GENIAC第3期でPFNが実施した企業との実証実験では、8BモデルのPLaMo 2.1-8B-VLを使い、工場における作業タスクの分類と、発電プラント設備の異常検出に取り組んだ。作業タスク分類では、作業者の姿勢や周辺環境だけでなく使用している工具にも着目し、Visual Groundingで工具の位置と種類を特定したうえで、VQAによって作業内容を推定した。判別が難しい複雑な作業工程も高精度に理解することが可能になったとしている(図1)。
図1:使用工具を手がかりに、工場内の作業タスク(正解は「エアブロー」)をゼロショットで認識した(出典:Preferred Networks、実証実験データ収集協力:ファナック)拡大画像表示
ドローン画像からの異常検出では、正常時と現在の画像を比較し、位置・画角のずれや照明変化による見かけ上の差分ではなく、異常に結びつく意味のある変化を抽出した。さらに、異常の位置を示すバウンディングボックスと種類を示すラベルを生成し、現場での確認や対応に活用できる形で提示した(図2)。

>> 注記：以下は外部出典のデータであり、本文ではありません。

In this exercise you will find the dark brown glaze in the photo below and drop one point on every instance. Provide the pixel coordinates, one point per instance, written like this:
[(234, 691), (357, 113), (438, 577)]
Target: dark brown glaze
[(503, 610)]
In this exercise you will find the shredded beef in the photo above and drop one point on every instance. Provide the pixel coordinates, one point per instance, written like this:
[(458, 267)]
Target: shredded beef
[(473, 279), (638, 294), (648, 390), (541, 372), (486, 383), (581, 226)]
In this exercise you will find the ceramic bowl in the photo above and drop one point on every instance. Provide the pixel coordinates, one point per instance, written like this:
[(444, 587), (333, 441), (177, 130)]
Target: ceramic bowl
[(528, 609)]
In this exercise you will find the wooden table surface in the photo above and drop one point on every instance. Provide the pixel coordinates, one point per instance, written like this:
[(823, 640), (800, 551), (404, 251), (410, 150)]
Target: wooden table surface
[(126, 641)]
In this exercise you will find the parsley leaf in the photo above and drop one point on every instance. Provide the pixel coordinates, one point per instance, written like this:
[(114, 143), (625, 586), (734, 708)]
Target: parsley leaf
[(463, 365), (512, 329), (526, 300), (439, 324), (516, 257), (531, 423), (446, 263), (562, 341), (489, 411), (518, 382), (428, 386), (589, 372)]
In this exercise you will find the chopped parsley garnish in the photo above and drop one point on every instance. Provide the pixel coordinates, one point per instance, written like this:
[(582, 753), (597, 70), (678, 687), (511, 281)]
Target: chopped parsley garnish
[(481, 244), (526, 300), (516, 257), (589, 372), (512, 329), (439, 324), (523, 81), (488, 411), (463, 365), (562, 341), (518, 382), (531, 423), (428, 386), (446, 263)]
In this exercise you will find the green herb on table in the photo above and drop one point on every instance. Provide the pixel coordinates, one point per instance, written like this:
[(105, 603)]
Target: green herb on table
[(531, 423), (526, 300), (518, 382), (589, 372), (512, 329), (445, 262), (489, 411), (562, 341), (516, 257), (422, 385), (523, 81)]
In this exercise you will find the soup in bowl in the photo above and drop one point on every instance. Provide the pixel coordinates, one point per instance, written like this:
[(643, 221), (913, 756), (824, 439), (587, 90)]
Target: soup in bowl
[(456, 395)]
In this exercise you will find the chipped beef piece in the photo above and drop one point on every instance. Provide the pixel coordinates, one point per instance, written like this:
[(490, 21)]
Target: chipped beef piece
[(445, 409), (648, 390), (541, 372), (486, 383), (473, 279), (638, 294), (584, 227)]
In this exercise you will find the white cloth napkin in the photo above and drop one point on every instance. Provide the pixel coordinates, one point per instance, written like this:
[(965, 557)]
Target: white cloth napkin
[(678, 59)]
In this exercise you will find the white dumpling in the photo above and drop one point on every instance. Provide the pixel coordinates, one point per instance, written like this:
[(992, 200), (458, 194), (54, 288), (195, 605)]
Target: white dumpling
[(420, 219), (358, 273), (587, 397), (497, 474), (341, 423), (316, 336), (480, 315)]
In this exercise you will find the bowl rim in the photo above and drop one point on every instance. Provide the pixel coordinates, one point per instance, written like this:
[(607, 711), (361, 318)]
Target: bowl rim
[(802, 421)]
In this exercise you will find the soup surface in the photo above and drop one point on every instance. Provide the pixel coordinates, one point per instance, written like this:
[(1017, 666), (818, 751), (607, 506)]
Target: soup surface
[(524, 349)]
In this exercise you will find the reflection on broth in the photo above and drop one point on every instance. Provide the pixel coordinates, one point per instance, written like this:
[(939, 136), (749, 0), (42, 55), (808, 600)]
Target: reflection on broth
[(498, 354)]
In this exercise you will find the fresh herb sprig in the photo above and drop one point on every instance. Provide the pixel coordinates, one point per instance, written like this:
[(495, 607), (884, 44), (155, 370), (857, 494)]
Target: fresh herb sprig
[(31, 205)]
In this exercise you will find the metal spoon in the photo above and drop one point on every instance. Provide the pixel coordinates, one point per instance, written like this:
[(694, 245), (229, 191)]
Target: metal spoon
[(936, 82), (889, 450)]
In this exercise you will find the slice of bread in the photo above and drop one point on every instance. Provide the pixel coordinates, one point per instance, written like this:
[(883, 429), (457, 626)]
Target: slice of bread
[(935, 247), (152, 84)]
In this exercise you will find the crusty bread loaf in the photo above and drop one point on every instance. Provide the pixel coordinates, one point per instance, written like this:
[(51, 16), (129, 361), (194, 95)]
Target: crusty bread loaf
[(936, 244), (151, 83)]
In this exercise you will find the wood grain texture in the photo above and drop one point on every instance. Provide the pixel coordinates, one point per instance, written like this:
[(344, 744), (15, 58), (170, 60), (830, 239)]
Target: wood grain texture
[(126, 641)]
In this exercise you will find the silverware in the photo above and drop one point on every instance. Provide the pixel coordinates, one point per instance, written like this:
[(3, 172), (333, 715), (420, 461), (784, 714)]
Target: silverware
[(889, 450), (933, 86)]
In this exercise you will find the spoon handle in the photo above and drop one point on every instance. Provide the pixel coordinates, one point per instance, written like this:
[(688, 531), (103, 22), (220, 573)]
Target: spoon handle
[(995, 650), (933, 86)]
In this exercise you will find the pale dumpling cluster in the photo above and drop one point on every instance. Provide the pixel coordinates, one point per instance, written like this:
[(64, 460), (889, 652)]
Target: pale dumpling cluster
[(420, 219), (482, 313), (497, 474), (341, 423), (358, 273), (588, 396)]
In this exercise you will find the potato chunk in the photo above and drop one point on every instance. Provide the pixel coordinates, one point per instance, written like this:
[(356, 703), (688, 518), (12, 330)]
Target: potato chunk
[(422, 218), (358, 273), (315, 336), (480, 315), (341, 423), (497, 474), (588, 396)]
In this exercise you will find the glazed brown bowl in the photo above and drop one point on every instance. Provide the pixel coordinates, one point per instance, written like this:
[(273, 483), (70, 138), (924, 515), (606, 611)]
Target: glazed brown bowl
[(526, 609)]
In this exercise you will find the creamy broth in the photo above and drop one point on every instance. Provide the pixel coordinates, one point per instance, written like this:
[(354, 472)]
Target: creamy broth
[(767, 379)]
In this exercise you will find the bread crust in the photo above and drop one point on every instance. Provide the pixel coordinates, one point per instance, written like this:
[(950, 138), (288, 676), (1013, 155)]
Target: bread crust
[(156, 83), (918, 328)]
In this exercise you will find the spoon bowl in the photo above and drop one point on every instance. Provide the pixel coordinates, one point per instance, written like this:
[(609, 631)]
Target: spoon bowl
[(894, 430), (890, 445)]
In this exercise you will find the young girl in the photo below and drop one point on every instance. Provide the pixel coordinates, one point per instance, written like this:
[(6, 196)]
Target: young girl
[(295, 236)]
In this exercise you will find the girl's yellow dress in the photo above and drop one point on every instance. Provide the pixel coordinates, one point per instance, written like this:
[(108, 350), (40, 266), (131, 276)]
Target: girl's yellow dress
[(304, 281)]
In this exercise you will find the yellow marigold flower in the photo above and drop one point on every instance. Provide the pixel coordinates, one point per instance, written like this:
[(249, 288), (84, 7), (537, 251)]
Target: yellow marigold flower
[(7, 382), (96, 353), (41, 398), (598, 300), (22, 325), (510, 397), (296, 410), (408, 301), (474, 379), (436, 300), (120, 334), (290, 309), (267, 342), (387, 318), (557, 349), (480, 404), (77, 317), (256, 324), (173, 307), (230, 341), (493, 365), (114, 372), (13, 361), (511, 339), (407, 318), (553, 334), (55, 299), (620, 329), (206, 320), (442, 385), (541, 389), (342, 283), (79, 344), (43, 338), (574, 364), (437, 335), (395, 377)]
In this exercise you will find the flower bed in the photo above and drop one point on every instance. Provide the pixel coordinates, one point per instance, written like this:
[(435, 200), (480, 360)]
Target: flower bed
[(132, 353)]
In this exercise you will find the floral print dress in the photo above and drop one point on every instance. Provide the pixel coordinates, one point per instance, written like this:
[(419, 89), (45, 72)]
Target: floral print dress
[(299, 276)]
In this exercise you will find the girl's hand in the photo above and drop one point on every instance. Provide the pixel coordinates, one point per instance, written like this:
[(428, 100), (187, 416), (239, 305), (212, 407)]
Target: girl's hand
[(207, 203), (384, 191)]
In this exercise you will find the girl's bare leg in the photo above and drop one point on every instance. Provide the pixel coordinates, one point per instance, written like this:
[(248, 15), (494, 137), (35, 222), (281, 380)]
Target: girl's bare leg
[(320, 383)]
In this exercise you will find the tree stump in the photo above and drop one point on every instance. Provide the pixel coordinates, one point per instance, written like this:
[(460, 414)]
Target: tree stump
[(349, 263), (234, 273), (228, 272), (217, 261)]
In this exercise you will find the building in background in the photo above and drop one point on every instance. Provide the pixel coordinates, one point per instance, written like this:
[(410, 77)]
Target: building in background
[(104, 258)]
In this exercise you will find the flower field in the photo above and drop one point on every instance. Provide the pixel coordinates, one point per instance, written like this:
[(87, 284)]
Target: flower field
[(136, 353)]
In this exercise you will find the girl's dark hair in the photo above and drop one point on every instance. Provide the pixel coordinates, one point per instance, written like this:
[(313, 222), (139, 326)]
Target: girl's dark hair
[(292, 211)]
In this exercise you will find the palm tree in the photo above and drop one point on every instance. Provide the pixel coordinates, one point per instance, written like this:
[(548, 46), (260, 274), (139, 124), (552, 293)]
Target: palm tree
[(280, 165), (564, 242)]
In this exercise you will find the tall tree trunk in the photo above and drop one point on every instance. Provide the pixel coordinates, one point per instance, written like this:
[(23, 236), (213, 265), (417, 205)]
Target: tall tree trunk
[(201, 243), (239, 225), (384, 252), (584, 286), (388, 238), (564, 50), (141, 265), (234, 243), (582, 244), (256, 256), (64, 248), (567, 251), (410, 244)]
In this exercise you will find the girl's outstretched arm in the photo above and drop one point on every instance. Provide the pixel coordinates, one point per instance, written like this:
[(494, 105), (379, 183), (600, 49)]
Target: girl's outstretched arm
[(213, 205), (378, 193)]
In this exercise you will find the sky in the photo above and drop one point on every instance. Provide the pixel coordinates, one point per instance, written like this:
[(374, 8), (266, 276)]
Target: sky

図2:正常時の参照画像(右)に対して、異常検出対象画像(左)では「タオル」と「工具」を検出した(出典:Preferred Networks、実証実験データ収集協力:KDDI)拡大画像表示
いずれの実験でも、PLaMo 2.1-8B-VLは「Qwen3-VL-235B-A22B-Instruct」などのオープンモデルを上回るベンチマーク評価を得た。PFNは「既知工程に対する作業漏れや手順逸脱の検出、設備点検や監視業務における見落としの低減などでの活用が期待できる」としている。
PFNは今後、産業現場の特定用途を対象とした実証実験を行いながら現場データの追加学習によって性能を高め、実運用環境で得られたフィードバックをモデル開発に反映していく。これにより、さらに実用性の高いモデルを開発し、産業現場でのフィジカルAIの実用化を目指す。